I am new to using `Mosaic` on Databricks. The task is to create a Heatmap with the counts within Hexagons of H3 resolution. Since the dataset is quite large I am opting for Mosaic. As the first step I am trying to create the hexagons covering the given area but the following code does not generate hexagons covering the full square as illustrated below:
from pyspark.sql.functions import *
from mosaic import enable_mosaic
enable_mosaic(spark, dbutils)
from pyspark import SparkContext
from pyspark.sql import functions as F
import mosaic as mos
from mosaic import st_point
lons = [-80., -80., -70., -70., -80.]
lats = [ 35., 45., 45., 35., 35.]
bounds_df = (
spark
.createDataFrame({"lon": lon, "lat": lat} for lon, lat in zip(lons, lats))
.coalesce(1)
.withColumn("point_geom", st_point("lon", "lat"))
)
bounds_df.show()
from mosaic import st_makeline
bounds_df = (
bounds_df
.groupBy()
.agg(F.collect_list("point_geom").alias("bounding_coords"))

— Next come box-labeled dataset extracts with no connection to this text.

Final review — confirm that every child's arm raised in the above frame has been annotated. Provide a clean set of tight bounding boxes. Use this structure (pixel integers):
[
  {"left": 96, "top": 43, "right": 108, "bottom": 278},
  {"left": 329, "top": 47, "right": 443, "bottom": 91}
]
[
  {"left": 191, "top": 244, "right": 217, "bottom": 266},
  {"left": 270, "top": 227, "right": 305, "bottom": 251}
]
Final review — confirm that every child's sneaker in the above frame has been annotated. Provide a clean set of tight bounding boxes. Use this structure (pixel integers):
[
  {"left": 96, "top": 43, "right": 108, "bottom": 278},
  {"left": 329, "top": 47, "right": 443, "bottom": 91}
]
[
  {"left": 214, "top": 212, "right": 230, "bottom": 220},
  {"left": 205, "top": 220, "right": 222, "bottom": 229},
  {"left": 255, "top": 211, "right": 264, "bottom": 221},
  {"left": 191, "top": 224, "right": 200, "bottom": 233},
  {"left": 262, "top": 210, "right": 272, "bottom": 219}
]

.select(st_makeline("bounding_coords").alias("bounding_ring"))
)
bounds_df.show()
from mosaic import st_makepolygon
bounds_df = bounds_df.select(st_makepolygon("bounding_ring").alias("bounds"))
bounds_df.show()
hexs = (bounds_df
.select(mos.mosaic_explode("bounds", lit(5)))
.select("index.*")
)
hexs.show()
%%mosaic_kepler
hexs "index_id" "h3"
Do you know why there are gaps between the hexagons?